The rear wing first appeared in endurance racing at Le Mans in 1967 and has since become the prevailing standard. No car has won without a rear wing for over 50 years, in 1971, speaking to the audacity and inventiveness of the PEUGEOT designers and engineers.
When the PEUGEOT 9X8 was created, a huge amount of effort was put into the rear end. Following the original sketch of a somewhat pouncing car, a pointed cabin appeared, along with the very particular wrap that we see today over the rear wheel.
PEUGEOT has already won at Le Mans with two cars of two different generations: the 905 with a V10 petrol engine in 1992 and 1993, and the 908 with a V12 HDi-FAP engine in 2009. Once again, it is with the technology used that the PEUGEOT 9X8 marks the beginning of a new era. “Endurance racing is based on rules that allow us to demonstrate PEUGEOT’s expertise across all-electric power trains,”( explains Olivier Jansonnie, Technical Director for the project.
For its four-wheel-drive hybrid propulsion, the PEUGEOT 9X8 has certain similarities with several models in the PEUGEOT range, such as the PEUGEOT 3008 HYBRID or the PEUGEOT 508 Peugeot Sport Engineered. It combines a V6 2.6-liter twin-turbocharged 500 kW (680 HP) internal combustion engine at the rear with a 200 kW (270 HP) electric motor/generator in the front.
Olivier Jansonnie says, “With the 9X8, PEUGEOT is starting a new chapter in hybrid sports cars. Performance is becoming more electric and more virtuous, without sacrificing anything in terms of competitiveness.”
“We wanted to signify this technological and cultural shift with a new color signature, which we have called Kryptonite,” adds Matthias Hossann. “We had already launched it shortly before our Hybrid Hypercar 9X8 on our new series model, also a hybrid: the 508 PSE (Peugeot Sport Engineering). It shares its color and many technology features with the PEUGEOT 9X8. Within a few weeks of each other, both have brought the PEUGEOT brand into the era of electric high-performance.”
The PEUGEOT Design team also utilized cutting-edge technology, explains Matthias Hossann. “The designers’ work involves toing and froing between designs and 3D tools in order to include virtual reality visualization phases”.
To create the volumes, the designers used 3D tools and CAD (Computer-Aided Design). With this technology, it is also easy to share files with the engineering teams. Once the volumes are in place, then comes the virtual reality stage.
“A high point was reached when we showed the complete PEUGEOT 9X8 to the engineering team using a virtual reality headset. Olivier Jansonnie, the Technical Director, circled the car for quite a while with the headset on. His enthusiasm was crucial.”
“Our PEUGEOT Design team includes fans of the 24 Hours of Le Mans. Having been there as spectators, they know that at night, trackside, the cars have few distinctive signs. Some cars can be recognized by the sound of their engines, but in many places, the cars’ visual presence is mostly limited to bright lines fading away into the night.”

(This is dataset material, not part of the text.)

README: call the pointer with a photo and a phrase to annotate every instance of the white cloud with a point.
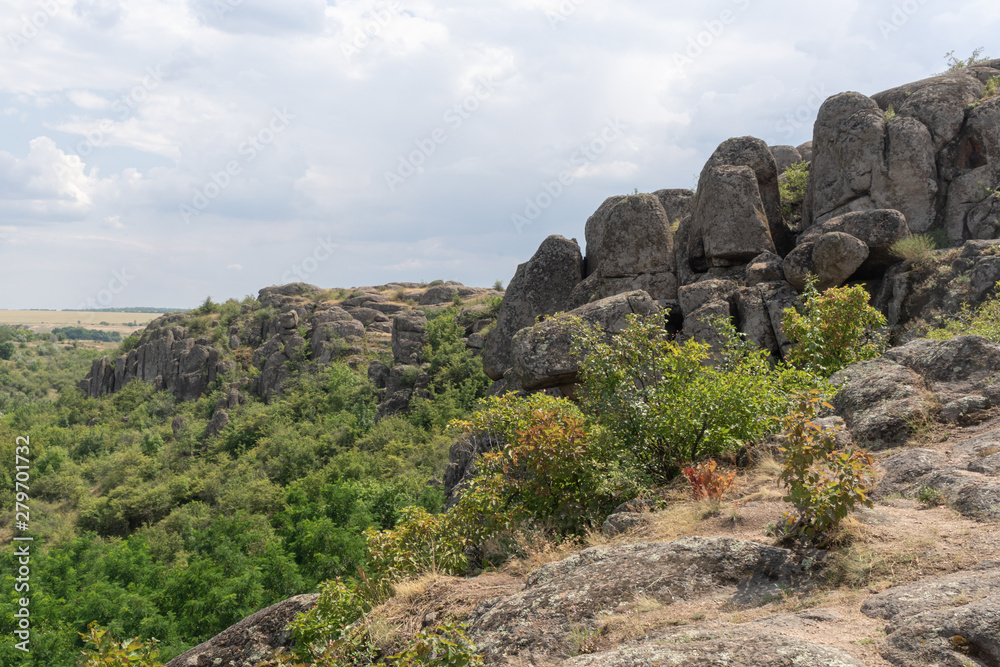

“To ensure that the PEUGEOT 9X8 is unlike any other and can be easily identified day and night by everyone, we added luminous components to our work on the silhouette. For the light signature, the three claws – present on all our current production cars – was the obvious choice. Integrating them into the design at the front was much easier than doing so at the rear. We’ve integrated the three light claws in separate composite components creating gaps through which air is extracted. We can’t wait to see their effect on the track.”
As the photographer of this series of images of the PEUGEOT 9X8, Agnieszka Doroszewicz immediately recognized the potential of the PEUGEOT 9X8’s light signatures: “We really wanted to spread our shoot over a long day, and extend it late into the night,” she says. “I was able to achieve a perfect evocation of the Le Mans 24 Hours in my photos. Daylight, artificial lighting and the bright illumination of the headlights combine with the powerful pattern of the car’s light claws. Of course, we are not in Le Mans at all, but it is the whole atmosphere of Le Mans that we have here.”